Grizzle Gray vs Passive
Grizzle Gray and Passive come from the same Sherwin-Williams collection. Both sit in the grey family, which is useful context if you're narrowing within a single hue direction. The 47-point LRV gap — 60 for Passive vs 13 for Grizzle Gray — means Passive will open up a space more effectively. Both share a neutral character, which means they'll respond to light and surrounding materials in similar ways. A ΔE of 39.4 puts these firmly in different territory — two distinct design choices rather than close alternatives. Below you'll find 2 real-room photo comparisons where both colors appear side by side, plus 5 simulated room previews.
Grizzle Gray vs Passive in Real Spaces
2 real rooms side by side. Seeing Grizzle Gray and Passive in actual rooms makes the difference concrete; browse the spaces below to get a feel for how each color lives on a wall.
Living Room
A living room wall sees more varied light than almost any other surface in the house, which makes the choice between these two more nuanced than a chip suggests. Passive reflects noticeably more light off the walls, making the space read more open than Grizzle Gray.
Kitchen
Kitchens often have the harshest, most revealing light in the house — under-cabinet LEDs and overhead fixtures that strip away subtlety. Passive returns significantly more light to the room — in a smaller or darker space, that difference in perceived brightness is hard to miss.
Color Details
Grizzle Gray vs Passive Simulated Comparison
5 simulated room previews — drag the slider on each to see Grizzle Gray on one side and Passive on the other.

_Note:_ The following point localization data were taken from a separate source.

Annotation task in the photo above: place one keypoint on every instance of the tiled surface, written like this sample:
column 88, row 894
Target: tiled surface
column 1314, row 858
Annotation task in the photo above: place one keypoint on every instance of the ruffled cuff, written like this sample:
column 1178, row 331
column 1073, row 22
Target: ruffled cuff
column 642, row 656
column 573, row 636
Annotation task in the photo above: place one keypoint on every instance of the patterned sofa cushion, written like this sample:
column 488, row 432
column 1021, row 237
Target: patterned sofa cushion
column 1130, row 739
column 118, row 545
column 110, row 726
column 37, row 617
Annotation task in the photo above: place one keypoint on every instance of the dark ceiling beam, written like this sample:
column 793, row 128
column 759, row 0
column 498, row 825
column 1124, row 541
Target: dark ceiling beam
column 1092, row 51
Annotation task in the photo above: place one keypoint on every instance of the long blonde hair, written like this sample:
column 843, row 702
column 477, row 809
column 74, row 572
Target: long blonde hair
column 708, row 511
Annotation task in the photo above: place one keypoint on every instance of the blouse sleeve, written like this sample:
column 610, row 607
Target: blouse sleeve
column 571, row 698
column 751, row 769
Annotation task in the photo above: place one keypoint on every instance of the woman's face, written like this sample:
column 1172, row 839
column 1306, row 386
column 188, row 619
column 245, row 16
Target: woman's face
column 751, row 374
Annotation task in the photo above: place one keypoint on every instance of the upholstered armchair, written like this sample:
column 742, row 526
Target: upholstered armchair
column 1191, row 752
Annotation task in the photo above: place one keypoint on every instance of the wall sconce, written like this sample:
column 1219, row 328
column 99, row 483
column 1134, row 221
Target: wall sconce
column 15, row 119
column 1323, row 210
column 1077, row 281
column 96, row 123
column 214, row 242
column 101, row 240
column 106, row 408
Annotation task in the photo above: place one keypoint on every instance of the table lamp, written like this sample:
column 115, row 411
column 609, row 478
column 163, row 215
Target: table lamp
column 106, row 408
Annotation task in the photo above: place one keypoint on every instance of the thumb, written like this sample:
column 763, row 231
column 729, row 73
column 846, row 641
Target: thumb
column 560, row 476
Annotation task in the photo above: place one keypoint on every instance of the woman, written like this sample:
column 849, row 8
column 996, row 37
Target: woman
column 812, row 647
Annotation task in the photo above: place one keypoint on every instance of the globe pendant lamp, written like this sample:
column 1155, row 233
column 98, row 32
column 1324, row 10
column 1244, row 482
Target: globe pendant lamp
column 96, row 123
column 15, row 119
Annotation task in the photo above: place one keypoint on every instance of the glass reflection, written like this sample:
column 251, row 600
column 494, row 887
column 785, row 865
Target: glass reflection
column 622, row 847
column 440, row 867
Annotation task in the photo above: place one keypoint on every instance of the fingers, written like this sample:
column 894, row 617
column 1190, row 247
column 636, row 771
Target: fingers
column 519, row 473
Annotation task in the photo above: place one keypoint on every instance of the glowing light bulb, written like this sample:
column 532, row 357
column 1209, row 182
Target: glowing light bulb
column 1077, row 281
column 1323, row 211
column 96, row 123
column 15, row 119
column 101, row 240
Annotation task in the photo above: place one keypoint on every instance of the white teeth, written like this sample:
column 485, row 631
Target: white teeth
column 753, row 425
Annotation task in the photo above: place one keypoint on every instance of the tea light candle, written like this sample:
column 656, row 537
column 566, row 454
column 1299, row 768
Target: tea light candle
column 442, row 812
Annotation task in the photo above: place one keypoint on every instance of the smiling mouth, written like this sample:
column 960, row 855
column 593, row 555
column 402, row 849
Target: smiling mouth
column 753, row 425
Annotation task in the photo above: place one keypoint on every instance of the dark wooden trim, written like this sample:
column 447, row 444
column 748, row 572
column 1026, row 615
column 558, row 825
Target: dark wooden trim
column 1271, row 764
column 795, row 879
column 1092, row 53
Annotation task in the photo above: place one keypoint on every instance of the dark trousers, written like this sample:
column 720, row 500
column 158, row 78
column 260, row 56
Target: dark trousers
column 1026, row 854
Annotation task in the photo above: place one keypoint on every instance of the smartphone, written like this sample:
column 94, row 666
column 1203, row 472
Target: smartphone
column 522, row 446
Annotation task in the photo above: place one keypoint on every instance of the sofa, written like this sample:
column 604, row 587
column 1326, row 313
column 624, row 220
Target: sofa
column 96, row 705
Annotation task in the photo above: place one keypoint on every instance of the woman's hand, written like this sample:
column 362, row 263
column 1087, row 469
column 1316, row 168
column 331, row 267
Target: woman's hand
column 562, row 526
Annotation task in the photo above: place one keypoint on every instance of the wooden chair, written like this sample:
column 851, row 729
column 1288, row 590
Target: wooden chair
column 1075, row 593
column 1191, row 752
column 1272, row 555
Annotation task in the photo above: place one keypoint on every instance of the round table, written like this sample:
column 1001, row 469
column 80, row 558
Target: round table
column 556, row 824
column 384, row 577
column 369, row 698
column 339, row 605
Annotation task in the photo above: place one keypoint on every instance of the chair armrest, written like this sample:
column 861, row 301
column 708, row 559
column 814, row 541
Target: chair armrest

Digital color is approximate. These simulations are generated from the manufacturer's hex values and overlaid on grayscale room photos — your screen's calibration, brightness, and viewing angle all affect how they render. Before committing to either color, test physical samples in your own space under the light you actually live with.
More Grizzle Gray comparisons
See how Grizzle Gray stacks up against other well-photographed colors across different brands and tones.